4 May 2015 Edition
Running for freedom
Sinn Féin adviser Mark Mullan reports back on competing in the testing but rewarding Palestine Marathon
Given the ongoing tragedy in Gaza, it is fitting that the Palestine Marathon was won by Gazan athlete Nader al-Masri, whose home was destroyed in last year’s Israeli onslaught
IF EVER there was a race that lived up to the old sporting adage about taking part being the important bit, it’s the Palestine Marathon.
It’s a race like no other on the planet. All 3,000-plus runners toeing the line on race day were doing so in solidarity with the Palestinian people and the rights they are denied as a result of the illegal Israeli occupation of their country.
The race route itself encapsulates the restrictions which are part of everyday life for Palestinians.
There simply isn’t a 26-mile loop available without having to cross Israeli checkpoints, so runners face four loops of the same stretch which takes them from the Church of the Nativity (considered the birthplace of Jesus Christ) down Bethlehem’s main avenue, alongside the Israeli ‘Apartheid Wall’ and through two refugee camps. It is an extremely challenging course but what better way to highlight the restrictions faced by Palestinians.
“Wherever you go in Palestine, you face a checkpoint and a crazy Israeli soldier preventing people from moving,” says General Jabril Rajub, Minister for Sport and Youth in Palestine. “This marathon sends a peaceful, non-violent message to the international community about Palestine’s suffering. And it shows Palestinians that they are not alone, that they have the support of the international community. I believe the impact of this event is huge.”
I was privileged to be part of a hardy group of Irish activists taking part this year along with my fellow Derrymen Liam McConway, Dean Power, Ryan Moore and honorary Derryman Dave Sheeran.
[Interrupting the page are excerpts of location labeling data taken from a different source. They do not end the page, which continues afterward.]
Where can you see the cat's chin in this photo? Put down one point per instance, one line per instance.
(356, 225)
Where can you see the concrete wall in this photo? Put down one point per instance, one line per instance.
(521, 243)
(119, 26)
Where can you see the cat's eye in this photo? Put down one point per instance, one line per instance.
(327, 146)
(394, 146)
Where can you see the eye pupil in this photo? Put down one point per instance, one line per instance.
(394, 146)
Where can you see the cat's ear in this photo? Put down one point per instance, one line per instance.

And while the 28C heat and seemingly endless hills (I’ll never whinge about the Derry Marathon again) mean it is probably the most challenging race I’ll ever run, it was also the most rewarding by some distance.
Hebron, in particular, is something that has to be seen to be believed. It shows the cold, brutal apartheid in all its ugliness and should stand as a mark of shame to the entire international community that this is able to happen on the fringes of 21st century Europe.
South Africans have said that the apartheid regime in Hebron is worse than anything endured in their country and it’s easy to see why. A Zionist settlement, surrounded by a ring of steel, was erected in the centre of this historic Palestinian city, severing trade and family links which had endured since biblical times.
We meet a Palestinian family who, just days before, had caught a group of settlers trying to put poison in their rooftop water tank. They reported this attempted murder to the Israeli police but weren’t expecting anything to come of it, bar more harassment and attempts to force them from their home, alive or dead.
• Mark Mullan at the Palestine Marathon finish line
We also met a trader trying to eke out a living from a family stall in the Old City, a stall which had belonged to his father and grandfather before him. He explains how he had lived in England during the 1980s and had been greatly inspired by “that great man Bobby Sands”. Now he spends his days trying to make a living from his tiny stall in the bowels of the old city as rubbish, urine and excrement routinely rain down from the Israeli Army watchtowers overhead. But he is determined not to be broken. “They want to force us out,” he says. “But we will not go. This is my family’s home and has been for generations.”
It is the most simple act of defiance – existence is resistance.
Throughout Hebron there are streets and areas where Arabs simply are not permitted to enter or they face arrest and possible indefinite incarceration under Israel’s draconian laws.
As foreigners, we were permitted to walk through the settlement but our Palestinian guide was not. It was an eerie and genuinely frightening experience as we were repeatedly stopped and questioned by heavily-armed Israeli soldiers who made it clear they did not appreciate our presence.
The situation in Gaza is even worse. We couldn’t travel there because of the ongoing blockade but part of the reason we decided to make this trip was to raise funds for the ‘Irish in Gaza’ charity set up by Mayo couple Derek and Jenny Graham, who are doing fantastic work in that stricken enclave.
• Attending the Palestinian Land Day protest in Jerusalem
Given the ongoing tragedy in Gaza, it is fitting that the Palestine Marathon was won by Gazan athlete Nader al-Masri, whose home was destroyed in last year’s Israeli onslaught. Masri, one of four Palestinian athletes to compete in the 2008 Olympic Games in Beijing, was competing in the marathon for the first time as Israeli authorities denied him permits to leave Gaza in the last two years.
For my part, I managed to finish in fourth position which means I’ll probably have to have another tilt at a podium place next year. But at least I have that luxury.
“I can’t talk about my plans for the future, training and competitions,” says al-Masri after his triuimph. “I don’t know when they’ll let me go out again.”